How to replace the sky in Photoshop

This Photoshop tutorial shows you how to replace a boring blue sky with a dramatic cloudy sky.

In this Photoshop Tutorial, I’ll quickly show you how to replace this sky without making any selections.

We will begin with a photograph that I captured just outside of Austin Texas. It’s a really interesting building (Fun fact: it was featured on the TV show, The Leftovers). The problem is that the sky was plain blue, which isn’t so bad if you use a polarizing filter to make it more blue, which I did. However, because I don’t live in Texas (I’m in California), I’m unable to go back when the sky is different to get a more moody photo. This is a common issue for people who travel and have limited time to capture photographs and have to take the best they can get, given the opportunity.
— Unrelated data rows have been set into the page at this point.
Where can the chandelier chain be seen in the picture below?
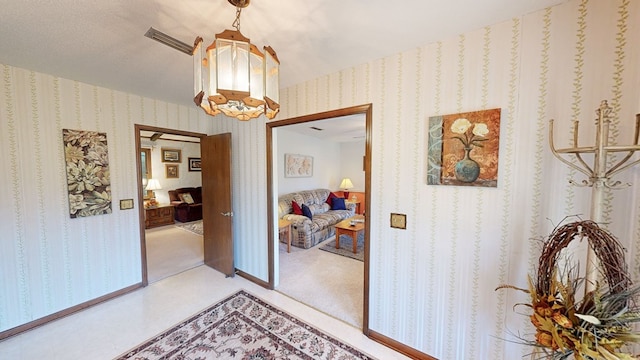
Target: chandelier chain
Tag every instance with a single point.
(236, 22)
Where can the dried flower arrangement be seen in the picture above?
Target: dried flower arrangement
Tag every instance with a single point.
(599, 325)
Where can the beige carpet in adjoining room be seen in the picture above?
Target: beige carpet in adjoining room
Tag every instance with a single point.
(171, 250)
(327, 282)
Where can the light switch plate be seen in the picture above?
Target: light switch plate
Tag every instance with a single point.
(126, 204)
(398, 221)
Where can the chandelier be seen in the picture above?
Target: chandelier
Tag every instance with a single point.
(234, 77)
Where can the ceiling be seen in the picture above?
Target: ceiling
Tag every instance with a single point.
(348, 128)
(103, 42)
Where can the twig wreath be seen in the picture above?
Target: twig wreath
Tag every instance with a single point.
(600, 324)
Next I need a photograph of clouds. I keep a collection in Lightroom of all the clouds and skies that I shoot. Whenever I see an interesting sky, I shoot it with the best camera that I have with me. Sometimes it’s a DSLR and sometimes its a phone (Don’t scoff, I have an iPhone XS and a Google Pixel 3 and they are really quite impressive)
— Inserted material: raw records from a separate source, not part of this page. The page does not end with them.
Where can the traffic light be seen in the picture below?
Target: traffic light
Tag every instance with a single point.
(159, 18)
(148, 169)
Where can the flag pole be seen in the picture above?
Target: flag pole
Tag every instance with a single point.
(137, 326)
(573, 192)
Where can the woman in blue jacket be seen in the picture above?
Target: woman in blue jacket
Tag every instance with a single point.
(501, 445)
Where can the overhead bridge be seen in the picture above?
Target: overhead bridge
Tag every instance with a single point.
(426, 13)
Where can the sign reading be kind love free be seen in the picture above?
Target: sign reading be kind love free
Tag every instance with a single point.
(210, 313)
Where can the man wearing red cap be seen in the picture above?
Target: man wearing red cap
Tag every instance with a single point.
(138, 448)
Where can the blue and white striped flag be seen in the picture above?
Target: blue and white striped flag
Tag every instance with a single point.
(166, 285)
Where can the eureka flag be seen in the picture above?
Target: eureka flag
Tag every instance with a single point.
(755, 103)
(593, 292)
If you don’t have the right sky, you can always grab one from stock.

A great source for stock photos

Become an Adobe Stock Contributor: 
10 free images from Adobe Stock 

Here is one that I got from Adobe Stock, that looks really nice and eerie, maybe make a good haunted house out of it.

Ok, on with the tutorial..

Step 1

Drag the sky into the house photo, it will become a new layer.
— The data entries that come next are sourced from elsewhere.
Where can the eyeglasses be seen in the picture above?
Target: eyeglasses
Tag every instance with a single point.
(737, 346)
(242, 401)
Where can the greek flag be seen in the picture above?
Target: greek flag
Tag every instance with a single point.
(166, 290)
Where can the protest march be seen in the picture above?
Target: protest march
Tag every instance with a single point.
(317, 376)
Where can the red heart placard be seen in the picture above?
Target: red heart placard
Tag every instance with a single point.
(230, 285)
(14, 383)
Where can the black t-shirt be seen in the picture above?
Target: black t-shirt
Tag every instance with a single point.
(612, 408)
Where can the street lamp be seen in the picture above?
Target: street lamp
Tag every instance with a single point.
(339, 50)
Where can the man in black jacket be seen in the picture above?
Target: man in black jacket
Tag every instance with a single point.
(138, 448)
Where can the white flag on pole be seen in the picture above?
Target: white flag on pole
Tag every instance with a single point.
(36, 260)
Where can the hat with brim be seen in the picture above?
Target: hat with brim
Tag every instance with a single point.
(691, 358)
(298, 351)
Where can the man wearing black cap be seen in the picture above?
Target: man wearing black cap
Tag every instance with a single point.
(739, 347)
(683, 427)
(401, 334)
Choose Cmd/Ctrl+T for free transform.

Drag the corner handle to resize and reposition the sky. (Pre Photoshop CC 2019 – Hold down the Shift Key to constrain proportions).

Step 2

This is usually where you grab the masking tool. We won’t need to do that in this tutorial because we have a blue sky.

With the top layer selected, choose Blending Options from the FX in the Layers panel

 

You will see the layer style box. Go to Blend If and change the dropdown from gray to blue

Step 3

If you want to select use a color on the top layer, use the top slider, we want to choose the blue from the layer beneath, so we will use the bottom slider 

As you slide the slider, you will see that the blue sky will be replaced by our clouds, move it as far as you can before the clouds start to disappear.

Now we need to finesse the selection, hold down Alt/Option and drag on the left of the triangle, you will see that it now splits and enables use to refine our blending.

Step 4 touching up the selection

You might have noticed the selection isn’t quite perfect, we may have lost a little of the house, let’s fix that.

Press Cmd/Ctrl+J to duplicate the house layer and drag it to the top

Let’s create an inverted mask, one that hides the layer

Hold down Alt/Option as you click on the new layer mask icon

This creates a mask that is black and hides the layer

If we paint with white, we can bring back parts of the layer.

Choose white as the foreground color and choose a brush (b)

Paint on the house where it was blending out, so that all the house is showing again. I mainly found it fading out on the windows.

Step 5 Fixing the little things

Notice that there are some areas of blue around the tree to the right and a couple of other spots, let’s fix it.

Create a new layer on top and change the blending mode to color.

Paint over the problem areas and notice that the color makes the issues blend right away (For larger areas, you can use Content AwareFill)

Looking much better now.

Xtra credit: Enhancing the color for that Haunted Mansion look

The first thing you need to do is get everything on a single layer, we don’t like to flatten, because that limits options later.

Select all the layers (Click and Cmd/Ctrl click on the layers) and Press Cmd+Option+Shift+E (Ctrl+Alt+Shift+E) This creates a Stamp Visible layer, or composite layer.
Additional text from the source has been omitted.